Hello, I’m doing a text-to-speech project using a Belarusian dataset.

I’ve noticed that there are 790 validated hours on the “languages” page, but there is only 275 validated hours version available for download.

Being able to choose data from aditional 500 hours will make an enormous difference in the quality of my model.

So can I somehow access this this extended corpus?

Thanks in advance! :slight_smile:

Hi @jhlfrfufyfn and welcome to the community :wave:

The next dataset release is expected to be released in early January. It will include all the new data that was contributed since July.

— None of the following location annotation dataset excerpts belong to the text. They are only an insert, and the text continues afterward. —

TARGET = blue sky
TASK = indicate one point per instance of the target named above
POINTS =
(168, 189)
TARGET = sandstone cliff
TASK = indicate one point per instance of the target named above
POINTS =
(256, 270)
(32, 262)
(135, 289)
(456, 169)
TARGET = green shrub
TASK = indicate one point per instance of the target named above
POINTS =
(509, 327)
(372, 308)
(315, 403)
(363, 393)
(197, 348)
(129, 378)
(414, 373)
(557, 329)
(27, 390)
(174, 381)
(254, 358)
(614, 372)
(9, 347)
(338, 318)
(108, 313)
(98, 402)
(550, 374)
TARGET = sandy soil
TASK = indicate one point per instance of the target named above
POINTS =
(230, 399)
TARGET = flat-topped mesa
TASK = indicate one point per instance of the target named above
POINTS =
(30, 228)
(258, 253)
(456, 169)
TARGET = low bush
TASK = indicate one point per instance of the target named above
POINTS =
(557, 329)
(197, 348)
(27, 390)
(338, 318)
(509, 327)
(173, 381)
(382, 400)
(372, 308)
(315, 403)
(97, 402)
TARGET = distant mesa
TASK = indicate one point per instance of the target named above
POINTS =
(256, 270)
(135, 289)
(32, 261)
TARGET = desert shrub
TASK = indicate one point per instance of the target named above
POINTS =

So just one more month of patience and you will get it all :smile:

Have a nice weekend,
Michael

2 Likes

Hello,
I thought next release will be on the 15th of this month!
Regards,
Nart.

3 Likes

Hmm, there seems to be contradicting information.

In Weekly Update: 6th October 2021 - Next Dataset Release and Hacktoberfest @heyhillary said:

On https://github.com/common-voice/common-voice there’s this table:

Upcoming releases

Type Expected date More info
Platform code & sentences Dec 15, 2021 Release notes
Dataset Jan 2022 Dataset metadata

I don’t know what “sentences” in the first line refers to (maybe localizations), but the second line seems to be the dataset release.

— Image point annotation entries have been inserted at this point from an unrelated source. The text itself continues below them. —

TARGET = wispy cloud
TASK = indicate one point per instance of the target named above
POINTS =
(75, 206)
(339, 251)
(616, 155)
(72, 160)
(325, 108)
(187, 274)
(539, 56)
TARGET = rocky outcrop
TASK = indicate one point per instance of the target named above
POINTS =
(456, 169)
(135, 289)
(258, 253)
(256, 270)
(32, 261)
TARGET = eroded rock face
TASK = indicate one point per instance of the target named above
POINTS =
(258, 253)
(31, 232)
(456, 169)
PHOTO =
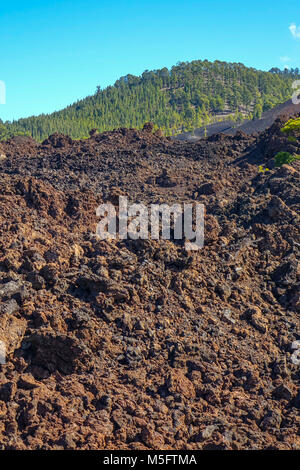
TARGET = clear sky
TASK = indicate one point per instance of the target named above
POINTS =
(55, 52)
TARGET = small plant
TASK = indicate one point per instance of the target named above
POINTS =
(285, 158)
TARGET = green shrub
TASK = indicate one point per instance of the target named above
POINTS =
(283, 158)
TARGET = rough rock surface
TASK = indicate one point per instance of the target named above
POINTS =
(140, 344)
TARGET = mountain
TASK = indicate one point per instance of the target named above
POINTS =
(138, 344)
(187, 96)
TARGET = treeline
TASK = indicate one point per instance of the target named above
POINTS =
(185, 97)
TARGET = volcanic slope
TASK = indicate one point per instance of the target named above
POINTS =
(138, 344)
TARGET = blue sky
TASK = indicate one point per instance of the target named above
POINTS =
(55, 52)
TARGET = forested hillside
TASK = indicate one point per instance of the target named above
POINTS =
(189, 95)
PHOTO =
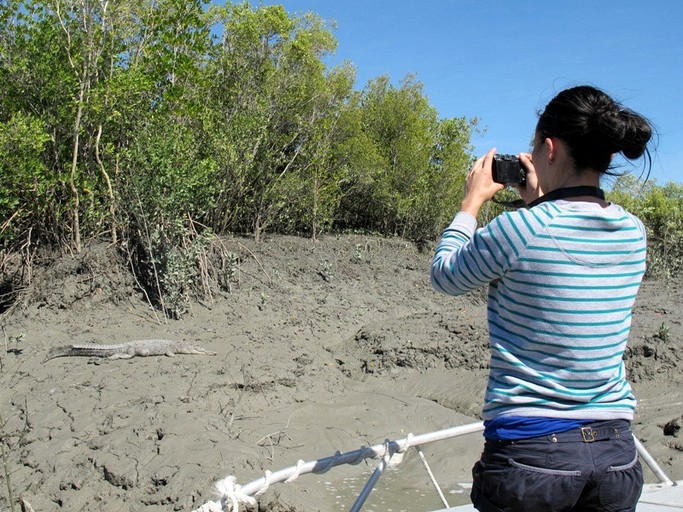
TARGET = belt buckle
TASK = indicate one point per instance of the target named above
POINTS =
(588, 434)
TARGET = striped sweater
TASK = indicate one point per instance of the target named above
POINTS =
(563, 277)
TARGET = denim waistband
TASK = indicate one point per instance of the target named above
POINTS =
(598, 431)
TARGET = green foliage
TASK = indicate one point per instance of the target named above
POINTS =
(661, 210)
(27, 187)
(158, 122)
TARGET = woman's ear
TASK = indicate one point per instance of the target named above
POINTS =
(552, 148)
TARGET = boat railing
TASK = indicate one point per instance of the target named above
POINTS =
(231, 495)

I don’t know which is right :man_shrugging:

3 Likes

Well, that’s a pity, my project deadline is on the December 13th, i guess i’ll have to work with what i’ve got :slight_smile:
Thank you guys for info, have a nice weekend too!

2 Likes

Sentences reported via CV Speak/Validate for errors.
new reviewed Sentences via Sentence Collector.
Sentences from bulk submission(s).

Correcting the errors and packing the zip files also takes some time i guess.

2 Likes

Thanks for the clarification!

I understand there’s quite a lot of manual work involved. According to Hillary’s quote above, this work would be done between 10th and 15th, which feels like a pretty short time span to me. We will see…

2 Likes

I think the dates in github are more up to date, they are updated very recently. Also Hillary’s statement was tentative.

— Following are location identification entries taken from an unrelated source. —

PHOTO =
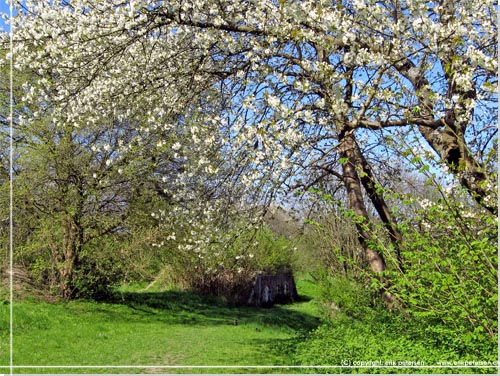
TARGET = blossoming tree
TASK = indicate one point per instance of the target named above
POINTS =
(303, 87)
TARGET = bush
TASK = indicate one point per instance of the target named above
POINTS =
(99, 270)
(230, 272)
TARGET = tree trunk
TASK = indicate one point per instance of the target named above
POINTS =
(378, 201)
(71, 246)
(356, 203)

That would mean more campaign time for us :grinning:

3 Likes

Hey everyone,

Our planned dataset release in December has to be rescheduled for January 2022.

We are welcoming three new engineers to the Mozilla Foundation in January, who will be dedicated to Common Voice. Until we bring on these new team members, we don’t have the capacity to release the dataset.

We apologize for the inconvenience this has caused, but expect that 2022 will be an exciting year, with lots of improvements, and more frequent releases.

Thank you,

Hillary & EM

6 Likes